Market Lavington High Street in 1837 - a sketch by Philip Wynell Mayow

Market Lavington High Street in 1837 – a sketch by Philip Wynell Mayow

This shows the High Street. Philip was standing more or less outside where the Workmans’ Hall now stands. But at this time, the building on the left was the home and workplace of William Cambridge. He was the inventive iron founder, who back then was making portable steam engines and exporting them around the world, and also devising a clod crushing agricultural roller which still gets used today and is still called a Cambridge roller.

Straight ahead, the buildings which form the Co-op now still look correct although the right hand gable end was demolished years ago.

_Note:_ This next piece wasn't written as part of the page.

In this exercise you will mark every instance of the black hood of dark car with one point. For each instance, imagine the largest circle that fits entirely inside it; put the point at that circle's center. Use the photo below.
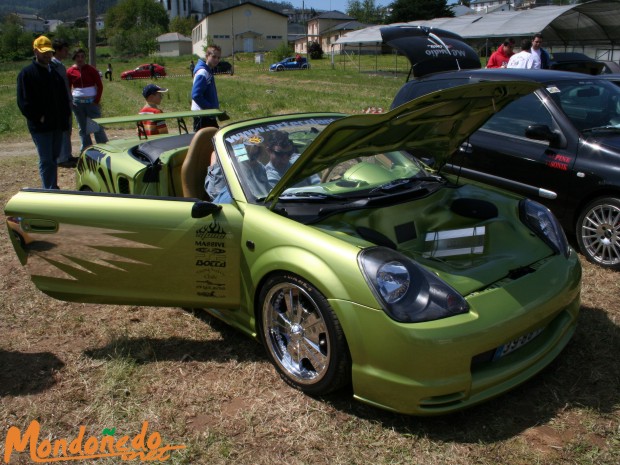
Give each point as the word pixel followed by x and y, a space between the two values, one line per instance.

On the right hand side of the road, just beyond the trees is Greystone House which still looks much the same today.

The area on the right, between Greystone House and the artist has all changed and changed more than once since then.

Set back from the road we see what looks a lovely house, possibly a farm house. At the museum we didn’t know of the existence of that house before seeing the sketch. It had probably gone 10 years after Philip produced this sketch and it was replaced by a brand new and grand vicarage for our Reverend Wynell Mayow to live in. Then, in the early years of the 20th century the Parish Room was built along the street.

All of that area is now a part of the nursing home. The Parish Room has gone but the mid-19th century Vicarage is at the heart of the home still.